Cordillo v. Industrial Commission

THIS is a proceeding under the Workmen's Compensation Act in which plaintiffs in error, respectively the widow (since remarried) and the minor child of Val Clark, deceased, as claimants, seek the reversal of a judgment of the district court which affirmed an award of the Industrial Commission denying death benefits to claimants. As stated by counsel for claimants, the sole question before us is whether there is a competent evidence in the record to sustain the commission's findings. It is unquestioned that on February 27, 1940, while in the regular employment of defendant in error employer, decedent was engaged in welding and repairing the teeth of a large geared drum, in which process a bar he was using to move the drum, slipped and struck him a forceful blow in the region of his rights groin. In the mishap decedent also sustained a sprained back. Immediately thereafter he experienced severe pain and nausea, could not resume his work, and never returned to such employment. He did, however, in March, 1940, accept employment with another concern at Bonanza, Colorado, supervising the installation of mining machinery, in which he continued until he was hospitalized in Salida on April 15, 1940. He remained in the hospital until his death on July 25, 1940, which, as is uncontroverted, resulted from multiple abscesses in his lungs and liver, primarily due to thrombophlebitis — the formation of a blood clot in a blood vessel with a secondary inflammation of the veins.

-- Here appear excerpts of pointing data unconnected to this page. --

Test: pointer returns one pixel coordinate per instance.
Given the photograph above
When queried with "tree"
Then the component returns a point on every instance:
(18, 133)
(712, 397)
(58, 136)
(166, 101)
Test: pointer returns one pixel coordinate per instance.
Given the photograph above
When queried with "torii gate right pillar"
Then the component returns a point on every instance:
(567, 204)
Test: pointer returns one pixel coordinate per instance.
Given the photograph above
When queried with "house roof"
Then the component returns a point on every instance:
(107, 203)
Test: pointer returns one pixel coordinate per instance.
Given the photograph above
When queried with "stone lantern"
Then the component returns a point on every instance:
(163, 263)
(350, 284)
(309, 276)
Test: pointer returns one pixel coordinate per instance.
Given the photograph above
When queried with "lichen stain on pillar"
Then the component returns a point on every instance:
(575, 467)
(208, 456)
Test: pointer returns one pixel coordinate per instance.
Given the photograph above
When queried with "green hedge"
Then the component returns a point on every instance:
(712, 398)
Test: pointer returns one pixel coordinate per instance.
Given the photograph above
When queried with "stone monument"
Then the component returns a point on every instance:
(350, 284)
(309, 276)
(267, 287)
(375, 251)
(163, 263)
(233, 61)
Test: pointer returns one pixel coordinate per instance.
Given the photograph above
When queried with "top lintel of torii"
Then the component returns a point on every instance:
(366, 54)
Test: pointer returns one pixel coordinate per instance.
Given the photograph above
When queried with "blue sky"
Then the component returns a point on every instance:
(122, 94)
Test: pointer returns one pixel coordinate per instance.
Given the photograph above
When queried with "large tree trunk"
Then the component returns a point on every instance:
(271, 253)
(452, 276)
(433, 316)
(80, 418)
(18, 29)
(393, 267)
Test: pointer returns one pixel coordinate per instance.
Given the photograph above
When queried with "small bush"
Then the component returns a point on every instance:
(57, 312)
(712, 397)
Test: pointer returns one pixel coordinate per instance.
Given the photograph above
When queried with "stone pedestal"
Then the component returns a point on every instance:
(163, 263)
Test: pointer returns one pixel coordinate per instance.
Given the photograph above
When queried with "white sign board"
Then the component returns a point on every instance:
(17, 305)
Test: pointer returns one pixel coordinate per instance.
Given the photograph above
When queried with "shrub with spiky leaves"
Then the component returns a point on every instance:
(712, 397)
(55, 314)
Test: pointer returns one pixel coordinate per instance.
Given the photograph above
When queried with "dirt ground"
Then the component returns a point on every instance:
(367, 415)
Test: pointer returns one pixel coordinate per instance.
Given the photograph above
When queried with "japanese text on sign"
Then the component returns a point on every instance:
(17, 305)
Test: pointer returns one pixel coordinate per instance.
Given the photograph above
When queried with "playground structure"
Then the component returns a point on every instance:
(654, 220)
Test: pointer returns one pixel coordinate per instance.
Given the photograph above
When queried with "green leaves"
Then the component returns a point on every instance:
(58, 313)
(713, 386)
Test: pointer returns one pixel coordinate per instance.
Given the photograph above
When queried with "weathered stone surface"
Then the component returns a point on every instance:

For claimants it was testified, and not denied, that previous to the accident of February 27, decedent, aged thirty-one years at the time of his death, appeared to be in good health, but that thereafter until the time of his passing he progressively and rapidly lost weight and constantly complained of suffering from pain. *Page 583

The commission found that from an anatomical and pathological standpoint the thrombophlebitis, which led to the formation of the multiple abscesses in the lungs and liver of decedent and finally resulted in his death, could not have been caused by the injuries he sustained in the accident of February 27, and so concluded that his death was not occasioned by an accident occurring in the course of his employment.

[1, 2] The physician who attended decedent during his last hospitalization, testified that in his opinion the death was directly attributable to the accident of February 27, while two other physicians, testifying hypothetically from the evidence in the record, including the report of an autopsy and hospital records, stated that in their opinion it was not, and in support of this view expressed the reasons incorporated in the findings of the commission. Another physician, who participated in treating the decedent during his confinement in the Salida hospital, testified that it would be questionable whether the accident of February 27 was the cause of the death. Obviously, the controlling question was one which must be determined from expert medical testimony. That such testimony may be considered as substantial, credible evidence is well established in this jurisdiction (Skjoldahl v. Industrial Commission,108 Colo. 140, 113 P.2d 871; Iron Works v. Radovich,94 Colo. 426, 30 P.2d 1108), and the weight thereof is a matter exclusively for the commission (Public ServiceCo. v. Industrial Commission, 89 Colo. 440, 3 P.2d 799). In this situation, following a long and unbroken line of decisions, we cannot set aside an award of the Industrial Commission based on conflicting evidence of this nature. See, Black Forest Fox Ranch, Inc. v. Garrett,110 Colo. 323, 134 P.2d 332, and Skjoldahl v.Industrial Commission, supra.